• C-Profile is a program to calculate protein’s physicochemical properties from its FASTA sequence. This data is useful in optimizing conditions for crystallization. The output will be helpful and suggestive for the optimization of the crystallization condition from the aspect of ionic composition of each solution.

Version and requirements

  • Details: Version 1.0; File name C-Profile.xlsm
  • System requirements: Windows 7 (Microsoft Excel 2010 / 2013)


  • Enter amino acid sequence in FASTA format into the form field.
  • Another amino acid sequence such as peptide ligand can be entered continuously.
  • The Vm value for the calculation of charge density can be the most probable value (calculated by C-profile) or fixed value.
  • The number of Cystine (S-S bond) can be set.
  • A selected pH can be set for the calculation of the electric charge and charge density.
  • Conversion between absorbance at 280nm, weight concentration (mg/ml), and molarity (mM) are calculated muturaly.
  • You can add a title for the calculation results.
  • You can save the result in a named Excel file with no macro. (But the amino acid sequence is not recorded in this file.)
  • You can reload the saved Excel file to C-Profile. Then you can conduct all the command above.


Effective usage

  • If some of the amino acids are replaced, you can estimate the change of physicochemical parameters easily.
  • According to the experimentally-obtained absorbance, you can calculate the weight concentration (mg/ml) easily.
  • You can estimate the electric charge and electric density of the protein molecule at a selected pH.
  • The estimation result will be useful for e. g. the optimization of the solutions for ion-exchange chromatography and protein crystallization.

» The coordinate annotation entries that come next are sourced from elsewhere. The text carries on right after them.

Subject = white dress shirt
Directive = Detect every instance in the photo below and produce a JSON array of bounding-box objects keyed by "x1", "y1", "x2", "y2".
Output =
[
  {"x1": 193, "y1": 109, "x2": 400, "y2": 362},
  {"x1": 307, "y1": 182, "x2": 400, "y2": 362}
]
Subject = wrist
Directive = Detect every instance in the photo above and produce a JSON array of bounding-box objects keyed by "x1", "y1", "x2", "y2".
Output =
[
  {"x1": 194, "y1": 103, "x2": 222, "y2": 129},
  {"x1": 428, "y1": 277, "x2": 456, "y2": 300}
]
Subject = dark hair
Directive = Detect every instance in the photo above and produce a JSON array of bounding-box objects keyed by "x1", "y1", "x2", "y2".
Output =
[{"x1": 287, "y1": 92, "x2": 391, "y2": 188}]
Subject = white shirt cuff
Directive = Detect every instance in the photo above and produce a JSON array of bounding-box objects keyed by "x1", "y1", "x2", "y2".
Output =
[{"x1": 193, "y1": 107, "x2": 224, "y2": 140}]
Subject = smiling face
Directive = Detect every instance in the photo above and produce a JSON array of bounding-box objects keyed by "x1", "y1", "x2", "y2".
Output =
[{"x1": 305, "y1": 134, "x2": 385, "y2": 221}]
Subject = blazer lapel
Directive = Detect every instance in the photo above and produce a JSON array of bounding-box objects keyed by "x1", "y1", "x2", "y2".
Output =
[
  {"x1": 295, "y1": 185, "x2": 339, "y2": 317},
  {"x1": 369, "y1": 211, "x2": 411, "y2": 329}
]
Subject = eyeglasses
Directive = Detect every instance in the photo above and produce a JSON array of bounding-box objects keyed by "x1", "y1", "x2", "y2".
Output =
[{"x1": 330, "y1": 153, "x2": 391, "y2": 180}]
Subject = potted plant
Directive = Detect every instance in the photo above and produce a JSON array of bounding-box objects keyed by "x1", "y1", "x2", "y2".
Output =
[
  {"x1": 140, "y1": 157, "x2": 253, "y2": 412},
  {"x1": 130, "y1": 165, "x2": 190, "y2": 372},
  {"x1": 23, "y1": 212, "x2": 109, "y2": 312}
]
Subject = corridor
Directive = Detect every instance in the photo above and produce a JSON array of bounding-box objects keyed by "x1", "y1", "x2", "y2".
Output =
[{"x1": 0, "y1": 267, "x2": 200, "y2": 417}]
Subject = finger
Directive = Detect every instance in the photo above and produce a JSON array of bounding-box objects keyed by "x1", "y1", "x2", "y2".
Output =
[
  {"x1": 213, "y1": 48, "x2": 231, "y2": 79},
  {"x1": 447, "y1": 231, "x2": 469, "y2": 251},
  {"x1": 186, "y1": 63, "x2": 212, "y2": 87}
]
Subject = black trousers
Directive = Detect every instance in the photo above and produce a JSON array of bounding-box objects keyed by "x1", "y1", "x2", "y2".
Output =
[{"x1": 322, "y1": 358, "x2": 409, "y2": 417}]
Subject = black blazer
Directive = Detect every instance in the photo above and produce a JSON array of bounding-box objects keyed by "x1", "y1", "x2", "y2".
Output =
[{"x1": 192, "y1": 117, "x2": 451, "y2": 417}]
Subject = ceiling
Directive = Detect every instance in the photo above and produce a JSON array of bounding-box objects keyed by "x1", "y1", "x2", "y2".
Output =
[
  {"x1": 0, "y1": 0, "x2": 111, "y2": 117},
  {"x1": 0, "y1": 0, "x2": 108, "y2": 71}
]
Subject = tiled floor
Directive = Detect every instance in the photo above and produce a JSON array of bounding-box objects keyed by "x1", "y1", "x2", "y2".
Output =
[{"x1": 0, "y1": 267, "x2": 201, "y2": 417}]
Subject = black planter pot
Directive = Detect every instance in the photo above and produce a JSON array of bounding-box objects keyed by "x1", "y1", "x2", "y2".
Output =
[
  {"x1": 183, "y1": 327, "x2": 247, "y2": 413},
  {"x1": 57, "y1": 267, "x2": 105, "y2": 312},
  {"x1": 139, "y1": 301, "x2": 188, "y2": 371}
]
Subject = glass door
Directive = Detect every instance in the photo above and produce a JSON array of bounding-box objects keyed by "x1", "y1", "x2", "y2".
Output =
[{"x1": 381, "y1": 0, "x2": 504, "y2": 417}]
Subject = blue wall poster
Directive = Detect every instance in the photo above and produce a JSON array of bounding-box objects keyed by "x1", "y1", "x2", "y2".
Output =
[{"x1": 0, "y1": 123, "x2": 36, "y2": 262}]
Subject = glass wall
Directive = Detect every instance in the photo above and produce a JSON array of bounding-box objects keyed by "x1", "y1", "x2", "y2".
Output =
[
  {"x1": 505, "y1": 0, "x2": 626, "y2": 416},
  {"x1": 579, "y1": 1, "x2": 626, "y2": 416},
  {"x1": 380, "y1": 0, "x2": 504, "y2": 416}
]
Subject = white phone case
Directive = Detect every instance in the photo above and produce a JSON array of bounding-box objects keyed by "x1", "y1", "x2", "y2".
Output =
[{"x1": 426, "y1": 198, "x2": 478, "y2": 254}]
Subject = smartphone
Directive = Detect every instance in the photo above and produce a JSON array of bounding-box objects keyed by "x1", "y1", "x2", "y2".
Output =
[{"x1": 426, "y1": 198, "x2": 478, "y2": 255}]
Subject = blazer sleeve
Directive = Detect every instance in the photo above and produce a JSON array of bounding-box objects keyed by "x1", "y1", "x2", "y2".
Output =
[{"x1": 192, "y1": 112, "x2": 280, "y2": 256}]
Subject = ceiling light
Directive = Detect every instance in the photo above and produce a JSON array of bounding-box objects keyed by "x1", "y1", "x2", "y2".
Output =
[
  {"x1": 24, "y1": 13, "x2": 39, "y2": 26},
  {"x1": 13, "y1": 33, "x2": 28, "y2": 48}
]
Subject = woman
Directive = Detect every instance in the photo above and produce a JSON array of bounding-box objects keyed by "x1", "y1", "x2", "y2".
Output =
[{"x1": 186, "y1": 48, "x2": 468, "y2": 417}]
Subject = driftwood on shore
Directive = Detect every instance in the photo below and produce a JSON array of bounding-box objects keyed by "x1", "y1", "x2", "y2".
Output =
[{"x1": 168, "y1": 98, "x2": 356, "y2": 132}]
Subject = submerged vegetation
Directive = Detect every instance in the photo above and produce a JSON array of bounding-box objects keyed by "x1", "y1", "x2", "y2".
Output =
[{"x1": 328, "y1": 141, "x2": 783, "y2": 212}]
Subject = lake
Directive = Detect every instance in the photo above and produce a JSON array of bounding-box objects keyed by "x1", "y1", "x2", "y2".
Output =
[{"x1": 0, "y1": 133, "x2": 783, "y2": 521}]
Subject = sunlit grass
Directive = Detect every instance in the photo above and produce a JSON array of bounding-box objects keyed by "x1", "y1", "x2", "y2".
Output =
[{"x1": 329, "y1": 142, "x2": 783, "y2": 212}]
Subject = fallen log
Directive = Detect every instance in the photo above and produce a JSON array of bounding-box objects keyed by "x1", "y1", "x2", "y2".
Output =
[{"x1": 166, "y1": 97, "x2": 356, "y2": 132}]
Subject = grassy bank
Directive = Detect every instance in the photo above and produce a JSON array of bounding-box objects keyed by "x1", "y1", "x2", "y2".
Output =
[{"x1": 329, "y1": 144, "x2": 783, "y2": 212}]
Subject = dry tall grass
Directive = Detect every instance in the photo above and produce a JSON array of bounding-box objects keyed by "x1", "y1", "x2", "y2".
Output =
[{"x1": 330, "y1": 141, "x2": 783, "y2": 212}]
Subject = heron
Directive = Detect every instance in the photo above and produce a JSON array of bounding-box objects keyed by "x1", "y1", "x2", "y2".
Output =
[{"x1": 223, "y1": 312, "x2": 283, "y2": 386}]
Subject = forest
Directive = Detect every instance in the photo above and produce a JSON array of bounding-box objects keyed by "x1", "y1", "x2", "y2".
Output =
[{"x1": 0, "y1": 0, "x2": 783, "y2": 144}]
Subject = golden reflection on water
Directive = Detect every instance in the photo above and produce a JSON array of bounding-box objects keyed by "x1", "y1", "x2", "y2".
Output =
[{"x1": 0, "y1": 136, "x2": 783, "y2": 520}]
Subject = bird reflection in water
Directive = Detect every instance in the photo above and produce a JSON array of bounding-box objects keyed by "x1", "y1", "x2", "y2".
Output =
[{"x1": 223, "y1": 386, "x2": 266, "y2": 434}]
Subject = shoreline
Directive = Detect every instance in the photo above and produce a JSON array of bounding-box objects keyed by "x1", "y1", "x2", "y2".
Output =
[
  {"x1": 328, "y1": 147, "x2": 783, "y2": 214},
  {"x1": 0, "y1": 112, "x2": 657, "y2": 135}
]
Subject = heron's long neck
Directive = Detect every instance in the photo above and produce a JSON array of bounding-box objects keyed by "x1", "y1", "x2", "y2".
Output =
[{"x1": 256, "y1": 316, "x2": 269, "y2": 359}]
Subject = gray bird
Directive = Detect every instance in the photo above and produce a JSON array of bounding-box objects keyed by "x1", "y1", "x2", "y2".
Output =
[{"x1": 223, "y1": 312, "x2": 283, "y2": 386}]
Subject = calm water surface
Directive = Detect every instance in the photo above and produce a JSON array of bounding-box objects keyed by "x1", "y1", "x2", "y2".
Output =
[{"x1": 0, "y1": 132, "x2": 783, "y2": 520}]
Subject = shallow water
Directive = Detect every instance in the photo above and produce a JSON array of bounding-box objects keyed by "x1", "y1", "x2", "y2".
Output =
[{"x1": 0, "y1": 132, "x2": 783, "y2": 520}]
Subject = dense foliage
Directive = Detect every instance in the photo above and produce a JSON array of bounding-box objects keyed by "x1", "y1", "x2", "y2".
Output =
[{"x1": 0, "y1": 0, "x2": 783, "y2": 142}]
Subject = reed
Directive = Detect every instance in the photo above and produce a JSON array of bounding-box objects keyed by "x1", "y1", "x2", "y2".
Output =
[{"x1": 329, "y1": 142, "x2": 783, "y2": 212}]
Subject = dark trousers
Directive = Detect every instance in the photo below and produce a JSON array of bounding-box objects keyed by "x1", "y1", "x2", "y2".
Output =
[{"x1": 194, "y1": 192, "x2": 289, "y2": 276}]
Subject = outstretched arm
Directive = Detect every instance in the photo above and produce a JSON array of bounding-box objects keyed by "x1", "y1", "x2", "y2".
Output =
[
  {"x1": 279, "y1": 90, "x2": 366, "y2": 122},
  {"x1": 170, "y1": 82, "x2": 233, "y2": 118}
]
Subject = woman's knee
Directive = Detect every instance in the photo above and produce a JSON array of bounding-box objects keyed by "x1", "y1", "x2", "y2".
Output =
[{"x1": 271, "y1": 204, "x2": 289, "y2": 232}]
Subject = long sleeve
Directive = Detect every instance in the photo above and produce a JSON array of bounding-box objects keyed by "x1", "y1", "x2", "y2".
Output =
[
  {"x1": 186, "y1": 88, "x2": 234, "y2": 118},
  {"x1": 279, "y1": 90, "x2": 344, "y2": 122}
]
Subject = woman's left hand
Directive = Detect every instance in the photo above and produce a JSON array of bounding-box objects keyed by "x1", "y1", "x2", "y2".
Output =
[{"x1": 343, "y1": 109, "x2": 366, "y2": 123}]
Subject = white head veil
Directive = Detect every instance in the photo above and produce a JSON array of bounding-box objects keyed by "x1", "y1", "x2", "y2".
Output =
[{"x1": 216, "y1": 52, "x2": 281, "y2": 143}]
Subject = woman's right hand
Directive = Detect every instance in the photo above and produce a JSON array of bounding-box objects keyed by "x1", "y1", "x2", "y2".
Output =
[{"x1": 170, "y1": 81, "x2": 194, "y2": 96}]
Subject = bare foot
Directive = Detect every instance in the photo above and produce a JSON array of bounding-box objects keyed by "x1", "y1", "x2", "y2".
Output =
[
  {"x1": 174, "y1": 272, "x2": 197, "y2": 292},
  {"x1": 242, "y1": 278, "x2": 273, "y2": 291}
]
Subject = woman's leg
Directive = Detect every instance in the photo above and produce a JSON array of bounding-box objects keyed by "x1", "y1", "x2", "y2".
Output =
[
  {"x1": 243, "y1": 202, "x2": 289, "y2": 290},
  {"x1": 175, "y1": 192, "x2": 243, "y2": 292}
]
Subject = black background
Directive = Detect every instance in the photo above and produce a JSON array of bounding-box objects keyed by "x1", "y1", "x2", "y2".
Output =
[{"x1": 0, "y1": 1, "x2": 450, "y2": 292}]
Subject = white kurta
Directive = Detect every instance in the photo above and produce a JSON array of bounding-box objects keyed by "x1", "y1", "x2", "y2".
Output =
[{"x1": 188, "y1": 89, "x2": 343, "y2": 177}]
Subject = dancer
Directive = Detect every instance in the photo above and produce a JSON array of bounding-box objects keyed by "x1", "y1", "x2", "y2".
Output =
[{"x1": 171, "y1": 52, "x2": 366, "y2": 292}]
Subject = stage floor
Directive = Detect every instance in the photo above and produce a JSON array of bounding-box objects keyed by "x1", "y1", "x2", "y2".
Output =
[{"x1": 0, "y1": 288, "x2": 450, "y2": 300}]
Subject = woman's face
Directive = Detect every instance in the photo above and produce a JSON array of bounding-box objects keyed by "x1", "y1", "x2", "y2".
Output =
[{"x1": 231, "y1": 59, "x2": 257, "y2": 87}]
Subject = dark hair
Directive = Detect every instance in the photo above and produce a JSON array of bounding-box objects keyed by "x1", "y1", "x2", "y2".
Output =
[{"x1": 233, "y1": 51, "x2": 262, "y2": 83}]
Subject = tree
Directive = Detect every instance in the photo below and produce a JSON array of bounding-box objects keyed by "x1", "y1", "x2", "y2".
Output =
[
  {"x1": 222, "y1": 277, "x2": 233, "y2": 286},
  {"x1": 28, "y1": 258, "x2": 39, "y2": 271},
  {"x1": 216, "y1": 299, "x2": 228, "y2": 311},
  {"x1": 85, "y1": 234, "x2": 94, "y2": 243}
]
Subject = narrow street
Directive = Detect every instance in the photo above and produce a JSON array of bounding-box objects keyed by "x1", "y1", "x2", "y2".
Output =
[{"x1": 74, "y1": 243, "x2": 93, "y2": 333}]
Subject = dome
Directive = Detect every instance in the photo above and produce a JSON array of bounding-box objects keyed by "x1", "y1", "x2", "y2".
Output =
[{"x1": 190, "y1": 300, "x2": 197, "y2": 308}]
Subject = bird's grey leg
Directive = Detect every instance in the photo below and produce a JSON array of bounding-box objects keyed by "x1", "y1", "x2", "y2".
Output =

Catalogue ID Product name Qty/pack Content Price (w/o tax)
MB2004-CRT700  C-Profile

1 set

CD, instruction booklet

10,000 JPY


  • The validity of C-Profile expires one year after the activation.
  • C-Profile can only be used and be copied in PC of the purchaser. The copy takes over the expiration data from the original one.
  • C-Profile is available for the estimation of the physicochemical property of the protein molecule only for academic use on your own responsibility.
  • Our company assumes no responsibility for the results of C-Profile.
  • Neither alteration of the program nor decryption of the source code is allowed.
  • Transfer of C-Profile to a third party is prohibited.
  • The program of C-Profile may be improved and/or the price of C-Profile may be changed without any notice.